Pertama, sosialisasi, yaitu penanaman nilai-norma secara intens dan konsisten kepada setiap anggota masyarakat. Konten nilai-norma tersebut dapat berupa protokol kesehatan COVID-19 maupun budaya pola hidup bersih dan sehat (PHBS).
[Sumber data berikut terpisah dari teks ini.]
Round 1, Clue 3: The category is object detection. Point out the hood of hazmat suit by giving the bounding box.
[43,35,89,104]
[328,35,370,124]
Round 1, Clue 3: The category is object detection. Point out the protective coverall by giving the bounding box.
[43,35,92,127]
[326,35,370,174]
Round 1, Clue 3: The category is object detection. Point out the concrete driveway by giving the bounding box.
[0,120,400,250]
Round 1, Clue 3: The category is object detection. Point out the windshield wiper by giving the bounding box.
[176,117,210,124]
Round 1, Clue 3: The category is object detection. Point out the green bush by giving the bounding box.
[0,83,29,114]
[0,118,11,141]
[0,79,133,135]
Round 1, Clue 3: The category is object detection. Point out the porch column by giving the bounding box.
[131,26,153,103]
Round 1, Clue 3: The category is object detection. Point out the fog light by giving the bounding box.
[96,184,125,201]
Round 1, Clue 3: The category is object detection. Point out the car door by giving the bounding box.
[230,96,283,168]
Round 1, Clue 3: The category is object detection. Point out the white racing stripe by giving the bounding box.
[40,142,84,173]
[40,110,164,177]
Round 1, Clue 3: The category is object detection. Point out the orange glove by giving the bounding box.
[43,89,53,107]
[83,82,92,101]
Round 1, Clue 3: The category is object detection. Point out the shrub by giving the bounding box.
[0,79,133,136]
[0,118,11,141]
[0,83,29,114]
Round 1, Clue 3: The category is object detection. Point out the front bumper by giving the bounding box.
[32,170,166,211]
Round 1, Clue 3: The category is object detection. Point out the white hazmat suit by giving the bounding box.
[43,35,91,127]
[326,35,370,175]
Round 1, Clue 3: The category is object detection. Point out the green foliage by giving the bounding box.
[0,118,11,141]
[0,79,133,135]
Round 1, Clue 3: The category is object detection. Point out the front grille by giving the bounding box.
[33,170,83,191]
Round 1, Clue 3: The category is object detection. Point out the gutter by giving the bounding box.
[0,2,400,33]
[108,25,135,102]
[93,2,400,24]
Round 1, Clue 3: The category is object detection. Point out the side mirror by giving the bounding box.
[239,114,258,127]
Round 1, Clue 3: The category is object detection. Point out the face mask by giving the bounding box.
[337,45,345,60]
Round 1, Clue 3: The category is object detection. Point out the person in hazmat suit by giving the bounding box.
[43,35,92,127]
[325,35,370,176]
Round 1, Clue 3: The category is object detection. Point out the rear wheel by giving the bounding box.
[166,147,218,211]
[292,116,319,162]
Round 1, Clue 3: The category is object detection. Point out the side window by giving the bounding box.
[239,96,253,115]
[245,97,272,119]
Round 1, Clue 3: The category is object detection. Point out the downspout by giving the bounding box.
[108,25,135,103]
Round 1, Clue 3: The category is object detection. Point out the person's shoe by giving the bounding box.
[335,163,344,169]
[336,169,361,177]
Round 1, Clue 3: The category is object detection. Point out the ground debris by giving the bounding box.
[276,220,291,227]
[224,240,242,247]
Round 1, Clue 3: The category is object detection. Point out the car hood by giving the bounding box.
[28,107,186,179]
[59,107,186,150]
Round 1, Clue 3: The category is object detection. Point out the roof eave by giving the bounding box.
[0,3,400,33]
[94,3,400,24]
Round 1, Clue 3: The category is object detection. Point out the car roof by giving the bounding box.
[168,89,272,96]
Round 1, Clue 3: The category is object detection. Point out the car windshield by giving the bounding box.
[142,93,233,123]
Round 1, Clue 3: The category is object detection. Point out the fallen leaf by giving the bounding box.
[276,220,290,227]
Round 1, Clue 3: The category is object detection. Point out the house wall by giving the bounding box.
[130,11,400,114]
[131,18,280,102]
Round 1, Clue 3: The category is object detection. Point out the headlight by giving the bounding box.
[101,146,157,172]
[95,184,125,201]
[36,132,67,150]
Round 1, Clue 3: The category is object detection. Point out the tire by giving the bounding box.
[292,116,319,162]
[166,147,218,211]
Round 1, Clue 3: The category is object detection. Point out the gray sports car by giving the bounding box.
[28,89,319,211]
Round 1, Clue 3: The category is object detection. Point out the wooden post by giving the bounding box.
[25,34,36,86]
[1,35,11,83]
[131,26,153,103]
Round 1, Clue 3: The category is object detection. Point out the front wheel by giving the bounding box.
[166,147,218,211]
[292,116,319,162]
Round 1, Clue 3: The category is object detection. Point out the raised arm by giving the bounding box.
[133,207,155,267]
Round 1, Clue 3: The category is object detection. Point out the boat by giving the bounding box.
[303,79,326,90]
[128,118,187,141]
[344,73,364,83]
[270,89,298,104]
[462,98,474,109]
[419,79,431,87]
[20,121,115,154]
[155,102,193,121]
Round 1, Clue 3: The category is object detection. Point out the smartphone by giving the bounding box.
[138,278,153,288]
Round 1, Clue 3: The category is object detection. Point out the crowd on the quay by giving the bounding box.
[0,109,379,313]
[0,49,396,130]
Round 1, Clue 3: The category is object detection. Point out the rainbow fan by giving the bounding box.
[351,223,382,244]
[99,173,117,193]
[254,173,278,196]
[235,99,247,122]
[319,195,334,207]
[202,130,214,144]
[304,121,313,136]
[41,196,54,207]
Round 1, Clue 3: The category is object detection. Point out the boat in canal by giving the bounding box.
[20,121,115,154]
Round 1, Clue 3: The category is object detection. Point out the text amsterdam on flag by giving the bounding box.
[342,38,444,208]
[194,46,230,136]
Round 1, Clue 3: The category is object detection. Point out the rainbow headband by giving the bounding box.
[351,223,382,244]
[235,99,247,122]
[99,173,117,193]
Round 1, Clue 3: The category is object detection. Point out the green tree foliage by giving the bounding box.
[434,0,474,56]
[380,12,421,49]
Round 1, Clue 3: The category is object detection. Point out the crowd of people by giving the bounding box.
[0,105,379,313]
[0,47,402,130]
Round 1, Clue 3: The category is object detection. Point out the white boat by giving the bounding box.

Kedua, pengawasan sosial, yaitu pengendalian dan monitoring terhadap pelaksanaan nilai-norma yang telah berlaku. Pengawasan yang dimaksud tidak harus bertumpu pada pemerintah dengan aparat penegak hukumnya, maupun pendekatan represif negara, justru yang lebih penting adalah pengawasan yang berbasis pada intimasi dan solidaritas sosial antar anggota masyarakat, sehingga yang timbul adalah kesadaran bukan keterpaksaan.
Sumber bacaan :
Zizek, Slavoj. 2020. Pandemic! COVID-19 Shakes the World. New York: OR Books.